In the course of little more than half an hour we emerged from the tunnel, whose gloom, when once the attraction of novelty was gone, was certainly unpleasant to myself, if not by any means so frightful as Eveena still found it. There was nothing specially attractive or noticeable in the valley through which our course now ran, except the extreme height of its mountain walls, which, though not by any means perpendicular, rose to a height of some 3000 feet so suddenly that to climb their sides would have been absolutely impossible. Only during about two hours in the middle of the day is the sun seen from the level of the stream; and it is dark in the bottom of this valley long before the mist has fallen on the plain outside. We had presently, however, to ascend a slope of some twenty-five feet in the mile, and I was much interested in the peculiar method by which the ascent was made. A mere ascent, not greater than that of some rapids up which American boatmen have managed to carry their barques by manual force, presented no great difficulty; but some skill is required at particular points to avoid being overturned by the rush of the water, and our vessel so careened as to afford much more excuse for Eveena's outbreak of terror than the tunnel had done. Had I not held her fast she must certainly have been thrown overboard, the pilot, used to the danger, having forgotten to warn us. For the rest, in the absence of rocks, the vessel ascended more easily than a powerful steamer, if she could find sufficient depth, could make her way up the rapids of the St. Lawrence or similar streams. We entered the second tunnel without any sign of alarm from Eveena perceptible to others; only her clinging to my hand expressed the fear of which she was ashamed but could not rid herself.

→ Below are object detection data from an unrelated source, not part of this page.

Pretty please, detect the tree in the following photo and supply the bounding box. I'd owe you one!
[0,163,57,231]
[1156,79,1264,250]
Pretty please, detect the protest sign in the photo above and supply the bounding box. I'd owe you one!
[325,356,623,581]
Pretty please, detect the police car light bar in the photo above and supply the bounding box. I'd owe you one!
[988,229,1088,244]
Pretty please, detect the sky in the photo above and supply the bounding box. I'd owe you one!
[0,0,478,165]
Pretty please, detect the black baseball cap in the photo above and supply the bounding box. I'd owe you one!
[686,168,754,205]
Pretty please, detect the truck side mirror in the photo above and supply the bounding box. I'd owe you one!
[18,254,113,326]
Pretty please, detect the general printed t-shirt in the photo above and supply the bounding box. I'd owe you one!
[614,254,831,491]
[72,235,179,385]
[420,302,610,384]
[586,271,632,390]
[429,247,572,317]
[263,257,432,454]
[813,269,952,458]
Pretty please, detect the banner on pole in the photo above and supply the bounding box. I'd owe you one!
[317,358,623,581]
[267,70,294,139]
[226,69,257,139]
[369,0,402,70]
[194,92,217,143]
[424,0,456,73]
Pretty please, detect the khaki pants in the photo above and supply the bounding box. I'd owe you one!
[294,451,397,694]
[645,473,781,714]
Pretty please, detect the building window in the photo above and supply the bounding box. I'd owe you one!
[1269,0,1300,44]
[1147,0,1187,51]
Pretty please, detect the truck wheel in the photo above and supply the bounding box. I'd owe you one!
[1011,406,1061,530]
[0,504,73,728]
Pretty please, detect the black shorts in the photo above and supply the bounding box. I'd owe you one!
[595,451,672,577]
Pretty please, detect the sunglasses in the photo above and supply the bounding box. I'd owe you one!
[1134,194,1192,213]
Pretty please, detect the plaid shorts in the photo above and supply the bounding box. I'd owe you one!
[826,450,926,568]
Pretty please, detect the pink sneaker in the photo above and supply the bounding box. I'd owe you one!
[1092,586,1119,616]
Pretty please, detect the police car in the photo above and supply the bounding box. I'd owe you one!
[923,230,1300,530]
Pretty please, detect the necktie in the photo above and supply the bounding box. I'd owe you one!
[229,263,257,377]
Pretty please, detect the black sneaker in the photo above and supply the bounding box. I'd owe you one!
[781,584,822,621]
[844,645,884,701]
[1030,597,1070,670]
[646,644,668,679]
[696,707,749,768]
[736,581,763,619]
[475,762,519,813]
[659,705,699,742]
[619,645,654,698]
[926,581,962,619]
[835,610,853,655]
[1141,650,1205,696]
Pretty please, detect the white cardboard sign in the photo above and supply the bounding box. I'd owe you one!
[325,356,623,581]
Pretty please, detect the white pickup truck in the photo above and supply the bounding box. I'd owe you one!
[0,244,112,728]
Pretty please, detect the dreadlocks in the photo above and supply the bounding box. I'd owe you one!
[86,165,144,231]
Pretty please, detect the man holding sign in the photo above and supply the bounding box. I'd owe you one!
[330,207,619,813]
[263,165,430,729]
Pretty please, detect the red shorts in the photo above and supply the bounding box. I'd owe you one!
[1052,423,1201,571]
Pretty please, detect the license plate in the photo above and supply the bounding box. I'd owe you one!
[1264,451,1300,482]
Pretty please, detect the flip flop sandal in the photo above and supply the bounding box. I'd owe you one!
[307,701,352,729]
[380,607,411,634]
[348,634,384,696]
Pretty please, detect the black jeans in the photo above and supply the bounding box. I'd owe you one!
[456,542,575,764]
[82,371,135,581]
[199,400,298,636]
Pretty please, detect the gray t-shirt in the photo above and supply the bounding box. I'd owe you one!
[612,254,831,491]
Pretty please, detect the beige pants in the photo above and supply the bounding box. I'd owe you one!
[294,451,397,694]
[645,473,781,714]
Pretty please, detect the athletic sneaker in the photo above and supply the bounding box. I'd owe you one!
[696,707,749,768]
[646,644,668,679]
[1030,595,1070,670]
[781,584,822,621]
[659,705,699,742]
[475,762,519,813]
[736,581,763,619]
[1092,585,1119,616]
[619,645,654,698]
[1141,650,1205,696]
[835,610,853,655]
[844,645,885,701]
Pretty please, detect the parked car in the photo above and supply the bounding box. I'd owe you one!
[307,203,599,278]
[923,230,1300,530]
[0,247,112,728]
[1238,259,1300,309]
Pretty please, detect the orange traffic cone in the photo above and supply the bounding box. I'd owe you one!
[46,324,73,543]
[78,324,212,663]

Emerging from its mouth, we found ourselves within sight of the sea and of the town and harbour of Serocasfe, where we were next day to embark. Landing from the boat, we were met by the friend whose hospitality Esmo had requested. At his house, half a mile outside the town, for the first time since our marriage I had to part for a short period with Eveena, who was led away by the veiled mistress of the house, while we remained in the entrance chamber or hall. The evening meal was anticipated by two hours, in order that we might attend the meeting at which my bride and I were to receive our formal admission into the Zinta.